Input Distribution Selection for Simulation Experiments: Accounting for Input Uncertainty

• Published in: Operations research Vol. 49; no. 5; pp. 744 - 758
• Main Author: Chick, Stephen E
• Format: Journal Article
• Language: English
• Published: Linthicum INFORMS 01.09.2001; Institute for Operations Research and the Management Sciences
• Subjects: Algorithms; Approximation; Bayesian analysis; Bayesian networks; Computer simulation; Decision theory; Expected values; Experiments; Frequentism; Gaussian distributions; Markov analysis; Markov chains; Mathematical independent variables; Maximum likelihood estimation; Modeling; Operations research; Probability; Simulation; Simulation training; Simulation, Statistical Analysis: input distribution selection, uncertainty analysis; Simulations; Statistics, Bayesian: model selection, prior distribution assessment; Stochastic models; Studies; Uncertainty
• ISSN: 0030-364X; 1526-5463
• DOI: 10.1287/opre.49.5.744.10606

A number of authors have identified problematic issues with techniques used in current simulation practice for selecting probability distributions and their parameters for input to stochastic simulations.
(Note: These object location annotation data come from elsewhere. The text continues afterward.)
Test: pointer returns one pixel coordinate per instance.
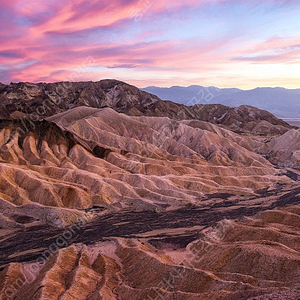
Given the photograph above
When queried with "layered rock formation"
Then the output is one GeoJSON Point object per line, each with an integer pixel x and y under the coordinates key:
{"type": "Point", "coordinates": [41, 100]}
{"type": "Point", "coordinates": [107, 192]}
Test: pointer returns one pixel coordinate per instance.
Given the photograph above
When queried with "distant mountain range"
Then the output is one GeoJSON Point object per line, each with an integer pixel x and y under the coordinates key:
{"type": "Point", "coordinates": [284, 103]}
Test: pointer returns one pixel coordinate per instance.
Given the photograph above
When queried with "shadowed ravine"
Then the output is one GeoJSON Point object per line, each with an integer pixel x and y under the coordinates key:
{"type": "Point", "coordinates": [129, 224]}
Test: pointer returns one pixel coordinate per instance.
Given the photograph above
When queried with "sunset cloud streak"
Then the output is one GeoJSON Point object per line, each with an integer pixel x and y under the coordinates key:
{"type": "Point", "coordinates": [210, 42]}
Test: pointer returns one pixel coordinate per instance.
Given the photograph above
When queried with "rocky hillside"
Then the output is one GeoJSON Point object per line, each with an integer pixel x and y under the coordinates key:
{"type": "Point", "coordinates": [42, 100]}
{"type": "Point", "coordinates": [110, 193]}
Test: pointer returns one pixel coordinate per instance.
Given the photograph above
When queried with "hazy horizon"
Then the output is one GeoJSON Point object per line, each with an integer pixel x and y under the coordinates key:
{"type": "Point", "coordinates": [147, 43]}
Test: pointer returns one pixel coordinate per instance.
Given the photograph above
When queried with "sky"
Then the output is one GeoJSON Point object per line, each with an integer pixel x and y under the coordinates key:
{"type": "Point", "coordinates": [223, 43]}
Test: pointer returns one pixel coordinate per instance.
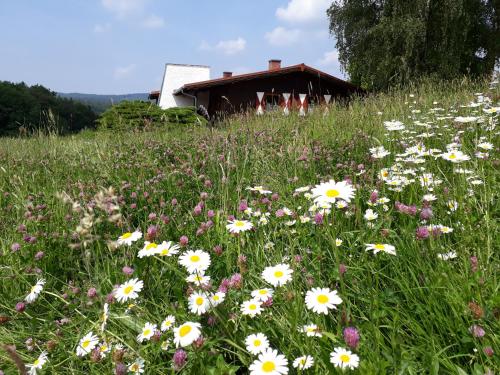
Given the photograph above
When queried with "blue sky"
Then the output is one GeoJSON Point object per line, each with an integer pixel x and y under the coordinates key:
{"type": "Point", "coordinates": [121, 46]}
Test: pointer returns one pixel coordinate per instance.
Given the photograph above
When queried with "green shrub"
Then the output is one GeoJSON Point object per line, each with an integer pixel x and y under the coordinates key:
{"type": "Point", "coordinates": [129, 115]}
A major goal of this paper is to address some of those issues by presenting a self-consistent evaluation of the uncertainty about the mean value of the simulation output, when there is uncertainty in both the parameters and functional form of input distributions (structural uncertainty), and uncertainty due to the stochastic nature of simulation output (stochastic uncertainty), as is common in simulation practice. The analysis leads to an algorithm for randomly sampling input distributions and parameters before each simulation replication, using a Bayesian posterior distribution for input distributions and parameters, given historical data. Mechanisms for addressing issues of importance to the discrete-event simulation community are illustrated by example, such as the specification of prior distributions, and analysis for shifted distributions.